Eigenvalue Problems

Eigenvalue problems are fundamental in numerical analysis, optimization, physics, graph methods, control theory, and machine learning. They are also among the most subtle operations in automatic differentiation.

The main difficulty is that eigenvectors are not stable objects. Small perturbations in the matrix can produce large changes in eigenvectors when eigenvalues are close or repeated.
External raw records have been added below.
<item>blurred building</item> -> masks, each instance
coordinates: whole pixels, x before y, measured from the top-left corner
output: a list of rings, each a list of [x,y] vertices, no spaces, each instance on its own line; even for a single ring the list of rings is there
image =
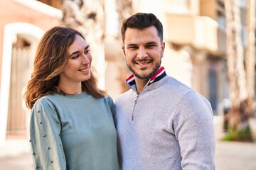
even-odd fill
[[[0,0],[0,157],[30,149],[30,114],[22,96],[38,42],[61,17],[37,1]]]
[[[63,1],[0,0],[0,157],[18,150],[29,152],[30,114],[22,95],[31,76],[37,42],[46,30],[59,24]],[[162,65],[167,74],[201,93],[210,101],[214,114],[218,114],[218,103],[229,95],[224,0],[97,1],[102,5],[105,17],[104,54],[93,61],[100,64],[96,67],[100,87],[114,99],[127,90],[124,79],[130,73],[121,50],[120,25],[136,12],[153,13],[164,25],[166,50]],[[240,1],[242,18],[245,3]],[[92,6],[84,8],[90,10]],[[243,26],[244,34],[245,30]],[[12,149],[15,146],[21,147]]]

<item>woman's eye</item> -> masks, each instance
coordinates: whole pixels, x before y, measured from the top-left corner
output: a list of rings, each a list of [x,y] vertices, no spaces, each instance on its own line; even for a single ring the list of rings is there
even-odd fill
[[[90,50],[86,50],[85,51],[85,54],[88,54],[90,52]]]
[[[79,55],[74,55],[74,56],[72,56],[71,59],[77,59],[79,57]]]

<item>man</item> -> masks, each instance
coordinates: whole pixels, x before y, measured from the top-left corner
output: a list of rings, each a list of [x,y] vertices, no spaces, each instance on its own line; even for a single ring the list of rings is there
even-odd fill
[[[122,27],[122,50],[133,73],[130,90],[115,102],[122,170],[215,169],[213,116],[209,102],[169,76],[163,26],[138,13]]]

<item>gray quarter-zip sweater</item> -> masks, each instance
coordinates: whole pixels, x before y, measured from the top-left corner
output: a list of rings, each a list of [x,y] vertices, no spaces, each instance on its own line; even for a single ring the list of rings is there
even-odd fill
[[[203,96],[164,67],[139,94],[133,75],[127,84],[114,115],[122,170],[215,169],[213,116]]]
The derivative formulas reveal this instability directly.

Eigenvalues and Eigenvectors

For a square matrix

A \in \mathbb{R}^{n \times n},

an eigenpair satisfies

Av = \lambda v,

where

v \ne 0.

The scalar $\lambda$ is an eigenvalue and $v$ is an eigenvector.

For symmetric matrices,

A = A^T,

all eigenvalues are real, and there exists an orthonormal basis of eigenvectors:

A = Q\Lambda Q^T,

where

Q^TQ = I,

and

\Lambda = \operatorname{diag}(\lambda_1,\ldots,\lambda_n).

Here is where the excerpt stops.